South Florida

Forget about a financial bailout, Opa-locka is told

Merrett Stierheim, the former Miami-Dade manager who is helping Opa-locka with its fiscal emergency
Merrett Stierheim, the former Miami-Dade manager who is helping Opa-locka with its fiscal emergency

A month ago, Opa-locka Mayor Myra Taylor complained about the state’s takeover of her financially troubled city, calling its actions “rude and disrespectful” in an email to the governor’s chief inspector general. The mayor said what’s really needed to put the city’s government back on track is a low-interest bridge loan.

On Thursday, the mayor got her answer loud and clear — although she wasn’t in the audience to hear it.

Merrett Stierheim, a formidable former Miami-Dade County manager now helping the state try to rescue Opa-locka, said “that’s not going to happen.”

“There is no free money,” Stierheim said repeatedly at a state oversight board meeting with city officials at the Sherbondy Village community center.

There is no free money.

Merrett Stierheim

He said neither the state nor the county is going to give Opa-locka an inexpensive loan to keep it afloat while the city’s government still owes millions of dollars to vendors and creditors, including its biggest, Miami-Dade’s government.
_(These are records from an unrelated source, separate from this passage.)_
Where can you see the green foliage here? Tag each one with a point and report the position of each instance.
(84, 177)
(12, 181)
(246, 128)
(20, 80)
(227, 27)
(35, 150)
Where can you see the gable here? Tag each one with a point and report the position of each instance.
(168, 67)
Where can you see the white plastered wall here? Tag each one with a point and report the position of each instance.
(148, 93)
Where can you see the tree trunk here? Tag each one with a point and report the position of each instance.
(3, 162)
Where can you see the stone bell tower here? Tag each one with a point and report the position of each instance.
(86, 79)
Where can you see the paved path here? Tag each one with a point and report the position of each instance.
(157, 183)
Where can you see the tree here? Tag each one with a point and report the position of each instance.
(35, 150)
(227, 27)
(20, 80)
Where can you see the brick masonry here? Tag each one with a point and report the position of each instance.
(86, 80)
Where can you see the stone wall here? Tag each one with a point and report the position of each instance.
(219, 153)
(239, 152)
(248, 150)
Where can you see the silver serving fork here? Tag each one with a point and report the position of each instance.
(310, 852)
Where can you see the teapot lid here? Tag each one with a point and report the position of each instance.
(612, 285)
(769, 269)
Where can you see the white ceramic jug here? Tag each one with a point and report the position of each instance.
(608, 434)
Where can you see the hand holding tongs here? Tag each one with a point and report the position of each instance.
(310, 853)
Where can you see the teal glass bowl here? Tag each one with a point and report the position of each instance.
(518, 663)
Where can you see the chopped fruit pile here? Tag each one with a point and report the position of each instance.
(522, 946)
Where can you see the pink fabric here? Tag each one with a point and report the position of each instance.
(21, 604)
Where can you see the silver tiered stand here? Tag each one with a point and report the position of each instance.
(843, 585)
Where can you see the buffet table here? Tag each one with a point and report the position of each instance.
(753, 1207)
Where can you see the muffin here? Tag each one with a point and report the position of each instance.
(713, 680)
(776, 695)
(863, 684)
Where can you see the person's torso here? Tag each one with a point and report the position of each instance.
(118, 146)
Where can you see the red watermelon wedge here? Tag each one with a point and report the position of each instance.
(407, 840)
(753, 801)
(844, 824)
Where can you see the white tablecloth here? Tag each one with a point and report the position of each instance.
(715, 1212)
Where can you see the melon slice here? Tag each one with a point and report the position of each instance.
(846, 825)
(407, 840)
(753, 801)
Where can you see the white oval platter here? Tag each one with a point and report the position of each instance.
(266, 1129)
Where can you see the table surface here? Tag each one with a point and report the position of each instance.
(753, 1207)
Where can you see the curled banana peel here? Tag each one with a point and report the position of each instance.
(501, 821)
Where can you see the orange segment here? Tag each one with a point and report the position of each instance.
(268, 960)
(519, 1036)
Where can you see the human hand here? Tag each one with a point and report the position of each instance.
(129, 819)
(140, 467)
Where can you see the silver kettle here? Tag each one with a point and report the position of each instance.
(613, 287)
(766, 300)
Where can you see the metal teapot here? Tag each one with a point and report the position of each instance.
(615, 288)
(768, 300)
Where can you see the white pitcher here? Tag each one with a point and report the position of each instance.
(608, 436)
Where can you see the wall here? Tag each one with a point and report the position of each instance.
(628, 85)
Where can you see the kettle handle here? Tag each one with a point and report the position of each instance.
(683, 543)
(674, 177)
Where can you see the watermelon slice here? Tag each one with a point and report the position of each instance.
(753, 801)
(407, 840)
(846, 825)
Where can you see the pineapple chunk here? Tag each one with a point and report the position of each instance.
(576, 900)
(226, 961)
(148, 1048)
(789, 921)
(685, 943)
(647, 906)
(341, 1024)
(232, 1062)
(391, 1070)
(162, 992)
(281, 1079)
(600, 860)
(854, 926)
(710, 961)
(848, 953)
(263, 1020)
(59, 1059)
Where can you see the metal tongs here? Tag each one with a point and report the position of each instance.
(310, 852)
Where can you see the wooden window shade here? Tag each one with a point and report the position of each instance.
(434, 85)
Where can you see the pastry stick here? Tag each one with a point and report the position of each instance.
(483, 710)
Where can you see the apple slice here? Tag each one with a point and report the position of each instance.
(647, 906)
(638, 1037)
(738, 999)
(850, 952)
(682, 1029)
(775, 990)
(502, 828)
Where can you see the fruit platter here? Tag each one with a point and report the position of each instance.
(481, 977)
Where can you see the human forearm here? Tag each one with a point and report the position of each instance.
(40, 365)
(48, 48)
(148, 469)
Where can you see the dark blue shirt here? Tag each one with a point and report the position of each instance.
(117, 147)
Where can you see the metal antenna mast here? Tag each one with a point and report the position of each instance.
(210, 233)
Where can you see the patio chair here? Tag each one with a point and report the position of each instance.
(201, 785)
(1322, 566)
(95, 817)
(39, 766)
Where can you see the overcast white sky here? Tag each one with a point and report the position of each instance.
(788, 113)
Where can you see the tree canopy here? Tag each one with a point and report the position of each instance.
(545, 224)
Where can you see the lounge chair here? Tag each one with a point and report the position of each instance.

He said that since he agreed last month to help the state’s board come up with a recovery plan for Opa-locka, he has grown increasingly pessimistic about the city’s future.

“The city is facing a financial crisis that I don’t know if I can get it out of or not,” lamented Stierheim, who since he helped the city of Miami recover from near-bankruptcy two decades ago has been known as a legendary troubleshooter. He said “the gap” between his “hopes versus reality … continues to widen.”

Stierheim’s scathing remarks, which reflected his grim assessment of the city’s finances in a recent memo, come at a critical time and follow a Miami Herald story of excessive spending by the mayor and other local officials. Opa-locka, which is running out of money as the fiscal year ends Sept. 30, must soon adopt a new budget and eventually come up with a long-term recovery plan.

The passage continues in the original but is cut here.